Model’s architecture: I chose to create CNN model which consists of 4 convolution layers, such that at each layer I used the Relu activation function and max pool for decreasing the output matrix’s size. Moreover, I added dropout to my network in order to prevent over fitting. The last part of my whole network is a fully connected neural network with 3 layers (2 hidden layers) such that the output layer’s size is 30 as the number of the classes we had to classify.
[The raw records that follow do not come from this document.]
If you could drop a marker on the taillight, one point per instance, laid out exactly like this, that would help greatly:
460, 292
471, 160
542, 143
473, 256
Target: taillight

Hyper parameters and model’s properties: The Filters sizes of the convolution layers: for the first 2 convolution layers I choose the filters size to be 4X4, whereas for the two last convolution layers I choose the filters sizes to be 5X5. The sizes were tested by me and finally I chose the filter sizes with the best performance. The filters have stride in size 1 and zero padding value of 2. After examining different learning rate, I choose a learning rate of 0.001 which come up with the Adam optimizer for my model. I used Adam optimizer because it performed the best results for my model’s predictions. More details: I chose a batch size of 200 (after trying batch sizes like: 50, 100, 150). The number of epochs for the training loop of the model is 20, I examined more epochs size like: 15 and 25 but I saw that 20 performs high results and do not tend to over fitting. I chose to use 4 convolution layers because more than 4 convolution layers took too many time and was not needed because the model’s predictions accuracy was high enough. Moreover, more number of any type of layers (convolution or fully connected) may lead to over fitting of the model. By using all the above explained hyper parameters I received around 92% accuracy of my model’s predictions while testing my model on the supplied validation data.
How to run my code: Firstly, I used Google Colab framework in order to run my code faster by using the GPU’s benefits of Google Colab. I managed to upload the full data files to my google drive and then access them from the code in colab. I used “cuda” to utilize the GPU. After running the code at Google Colab I used Pycharm IDE. The data files path are (at Pycharm IDE):
- Train files path: files/train (files is a directory in my pycharm project and train is the train files with the sub folders).
- validation files path: files/valid
- Test files path: files/sub_dir/test (Inside the code’s implementation the path to load the test files is files/sub_dir/, so the code search for sub folders inside sub_dir and the only one sub folder is the test folder).